I’d guess math geniuses probably enjoy math teams and/or online self study like The Art of Problem Solving or math circles or whatever is in their community, more than a harder SAT.

“And frankly, not everyone has the time or desire or resources to prep endlessly for a one-off college admissions test either.”

  • No argument there!

“A large majority does, actually. Even back in 2010 they did. More than took AP courses”

  • Sure, but that doesn't mean equal access to all students. Not to mention the 18% - 31% of high schools who DON'T offer duel enrollment or AP/IB. Should they be left out of the loop? That was the entire original purpose of using a standardized test administered to everyone - it remedied inequities of opportunity.

“Discouraging retakes disadvantages those kids with test anxiety, of which there are many with real anxiety.”

  • Yes, and those students wouldn't do well in via AP or subject testing either. BTW, anxiety can be managed. Believe me when I say that :). Also, this wouldn't "discourage retakes" as much as encourage those who already scored high not to pursue perfection. Big difference. If you bombed your first individualized test due to poor answers that wouldn't let you proceed, why wouldn't you retake?

“Philosophically, sure. But practically, not possible.
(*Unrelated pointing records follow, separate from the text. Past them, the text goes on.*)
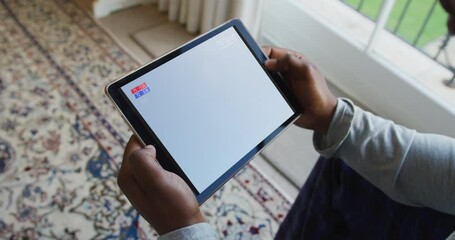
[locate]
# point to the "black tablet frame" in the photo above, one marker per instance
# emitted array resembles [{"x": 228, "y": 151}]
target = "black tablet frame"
[{"x": 147, "y": 136}]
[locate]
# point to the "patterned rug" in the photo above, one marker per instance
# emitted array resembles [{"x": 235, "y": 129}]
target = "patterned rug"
[{"x": 61, "y": 142}]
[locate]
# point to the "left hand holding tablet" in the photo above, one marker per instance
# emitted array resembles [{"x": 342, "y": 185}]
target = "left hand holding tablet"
[{"x": 161, "y": 197}]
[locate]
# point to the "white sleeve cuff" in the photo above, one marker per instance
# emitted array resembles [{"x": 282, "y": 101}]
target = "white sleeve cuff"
[{"x": 328, "y": 144}]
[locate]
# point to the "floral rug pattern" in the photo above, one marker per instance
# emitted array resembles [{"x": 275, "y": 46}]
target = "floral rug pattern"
[{"x": 61, "y": 141}]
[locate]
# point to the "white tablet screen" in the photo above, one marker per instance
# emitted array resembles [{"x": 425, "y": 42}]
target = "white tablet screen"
[{"x": 209, "y": 106}]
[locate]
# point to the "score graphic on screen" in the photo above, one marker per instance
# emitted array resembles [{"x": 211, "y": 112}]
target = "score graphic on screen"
[{"x": 140, "y": 90}]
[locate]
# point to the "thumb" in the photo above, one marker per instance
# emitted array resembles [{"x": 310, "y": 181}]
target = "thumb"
[{"x": 145, "y": 168}]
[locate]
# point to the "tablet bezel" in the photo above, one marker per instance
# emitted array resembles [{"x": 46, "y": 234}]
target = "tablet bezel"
[{"x": 146, "y": 134}]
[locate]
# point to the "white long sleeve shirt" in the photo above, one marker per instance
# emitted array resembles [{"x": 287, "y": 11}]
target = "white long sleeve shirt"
[{"x": 411, "y": 168}]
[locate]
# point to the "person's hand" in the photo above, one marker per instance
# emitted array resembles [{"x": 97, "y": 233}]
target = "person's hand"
[
  {"x": 317, "y": 104},
  {"x": 161, "y": 197}
]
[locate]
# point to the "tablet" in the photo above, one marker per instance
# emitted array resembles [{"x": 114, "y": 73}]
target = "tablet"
[{"x": 208, "y": 106}]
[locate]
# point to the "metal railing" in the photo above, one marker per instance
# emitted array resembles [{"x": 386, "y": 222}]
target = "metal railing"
[{"x": 382, "y": 16}]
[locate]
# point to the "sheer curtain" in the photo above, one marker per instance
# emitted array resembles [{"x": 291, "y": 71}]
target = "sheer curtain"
[{"x": 203, "y": 15}]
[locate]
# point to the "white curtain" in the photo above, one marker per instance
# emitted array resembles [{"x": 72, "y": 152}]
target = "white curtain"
[{"x": 203, "y": 15}]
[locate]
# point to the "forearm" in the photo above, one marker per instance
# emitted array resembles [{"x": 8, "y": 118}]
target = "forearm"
[
  {"x": 411, "y": 168},
  {"x": 196, "y": 231}
]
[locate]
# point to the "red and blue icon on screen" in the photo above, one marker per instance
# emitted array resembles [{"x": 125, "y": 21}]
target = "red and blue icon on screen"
[{"x": 140, "y": 90}]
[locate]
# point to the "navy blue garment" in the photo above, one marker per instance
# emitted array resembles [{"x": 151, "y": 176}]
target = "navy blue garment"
[{"x": 337, "y": 203}]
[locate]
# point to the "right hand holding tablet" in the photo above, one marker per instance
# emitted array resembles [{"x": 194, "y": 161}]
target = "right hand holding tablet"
[{"x": 317, "y": 103}]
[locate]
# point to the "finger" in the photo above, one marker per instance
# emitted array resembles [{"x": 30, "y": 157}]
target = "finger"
[
  {"x": 266, "y": 50},
  {"x": 148, "y": 173},
  {"x": 129, "y": 186},
  {"x": 133, "y": 144},
  {"x": 278, "y": 52}
]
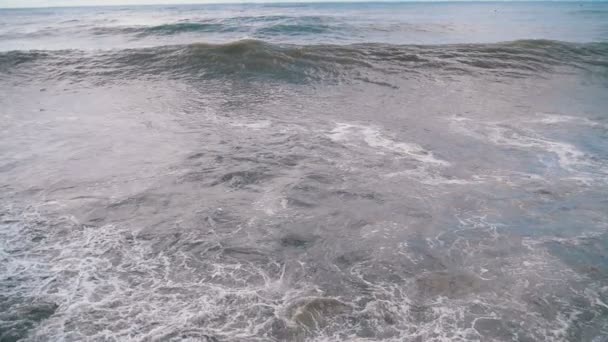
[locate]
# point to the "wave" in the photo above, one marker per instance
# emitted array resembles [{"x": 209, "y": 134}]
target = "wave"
[
  {"x": 255, "y": 25},
  {"x": 302, "y": 63}
]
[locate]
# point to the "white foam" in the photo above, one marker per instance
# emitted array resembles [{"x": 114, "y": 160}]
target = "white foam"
[{"x": 373, "y": 137}]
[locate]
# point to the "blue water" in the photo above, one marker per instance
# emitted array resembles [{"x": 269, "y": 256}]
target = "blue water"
[
  {"x": 305, "y": 172},
  {"x": 330, "y": 23}
]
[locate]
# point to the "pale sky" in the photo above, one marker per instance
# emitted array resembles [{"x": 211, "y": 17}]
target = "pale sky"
[{"x": 53, "y": 3}]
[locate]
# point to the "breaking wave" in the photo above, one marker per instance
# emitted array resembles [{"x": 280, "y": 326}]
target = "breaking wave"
[{"x": 303, "y": 63}]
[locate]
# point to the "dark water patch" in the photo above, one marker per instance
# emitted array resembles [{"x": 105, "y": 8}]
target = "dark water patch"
[
  {"x": 18, "y": 316},
  {"x": 587, "y": 255},
  {"x": 256, "y": 59}
]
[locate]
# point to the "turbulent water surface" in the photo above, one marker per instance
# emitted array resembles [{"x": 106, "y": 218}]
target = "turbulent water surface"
[{"x": 326, "y": 172}]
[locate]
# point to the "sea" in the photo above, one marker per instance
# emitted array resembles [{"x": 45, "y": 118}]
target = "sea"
[{"x": 392, "y": 171}]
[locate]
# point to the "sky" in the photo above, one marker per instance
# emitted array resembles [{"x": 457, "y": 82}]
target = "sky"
[{"x": 53, "y": 3}]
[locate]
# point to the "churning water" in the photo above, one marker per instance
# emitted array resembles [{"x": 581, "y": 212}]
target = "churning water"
[{"x": 305, "y": 172}]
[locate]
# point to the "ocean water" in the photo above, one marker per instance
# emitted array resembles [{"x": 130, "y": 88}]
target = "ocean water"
[{"x": 305, "y": 172}]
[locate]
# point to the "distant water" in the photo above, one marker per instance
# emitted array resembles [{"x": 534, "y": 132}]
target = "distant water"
[{"x": 305, "y": 172}]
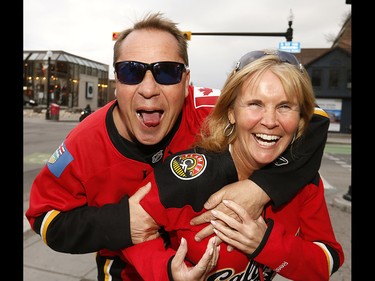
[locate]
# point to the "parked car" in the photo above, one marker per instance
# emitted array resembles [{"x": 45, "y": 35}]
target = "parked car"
[{"x": 27, "y": 101}]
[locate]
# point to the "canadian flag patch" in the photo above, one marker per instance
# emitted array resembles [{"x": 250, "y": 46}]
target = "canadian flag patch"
[{"x": 205, "y": 97}]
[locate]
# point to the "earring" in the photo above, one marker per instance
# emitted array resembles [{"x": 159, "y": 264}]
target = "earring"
[{"x": 231, "y": 126}]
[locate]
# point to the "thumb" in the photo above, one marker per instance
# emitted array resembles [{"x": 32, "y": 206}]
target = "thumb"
[{"x": 141, "y": 192}]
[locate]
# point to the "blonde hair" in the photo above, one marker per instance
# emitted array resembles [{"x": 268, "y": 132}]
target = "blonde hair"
[{"x": 296, "y": 83}]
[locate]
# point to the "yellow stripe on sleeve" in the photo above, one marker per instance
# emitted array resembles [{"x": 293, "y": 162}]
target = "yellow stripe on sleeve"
[{"x": 46, "y": 221}]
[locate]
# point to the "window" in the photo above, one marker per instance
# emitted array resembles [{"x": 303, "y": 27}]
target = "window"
[
  {"x": 349, "y": 79},
  {"x": 316, "y": 77},
  {"x": 333, "y": 79}
]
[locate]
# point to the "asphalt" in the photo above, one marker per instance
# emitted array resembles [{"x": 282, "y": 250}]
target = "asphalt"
[{"x": 40, "y": 263}]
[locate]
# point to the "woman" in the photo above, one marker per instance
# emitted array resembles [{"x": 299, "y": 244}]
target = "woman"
[{"x": 264, "y": 108}]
First, how do you determine the “right” test? Think about IQ tests, for example. The basic ones aim for a mean of 100, but they all have different nuances that are better for one kid or another. Then there are numerous other tests that can test the differences between a 132 and a 133 or a 160 and 165+. But those kids are so rare, there is no money to be made developing such a tests on a global scale.”

  • Would tend to agree with most of this; however, you need not "tailor" the test to one or another individual. The same overall content can still be administered just with increasingly more difficult content as you progress.

Again, as long as the colleges are continuing to rely on these tests, this is one way to ensure that the tails are more accurate. But yes, totally agree that some of this can also be remedied with subject tests and other demonstrations of ability. Individualized progress was a thought just because I suspect that “equating” is probably relatively poor at the tails of the distribution. But someone who’s been through the equations in the CB manual is free to correct or clarify on that.

The SAT (and ACT) was never designed to identify small differences in the tails. Equating has nothing to do with that fact.

If CB – really colleges, since they are the customer, not test takers – wanted more differentiation of the upper tail, CB could easily add a handful of more difficult (aka hard) questions in lieu of easy questions without making the test longer. Of course, the other end of the tail would be disadvantaged as the average kid would miss the hard ones and have fewer easy ones to ace.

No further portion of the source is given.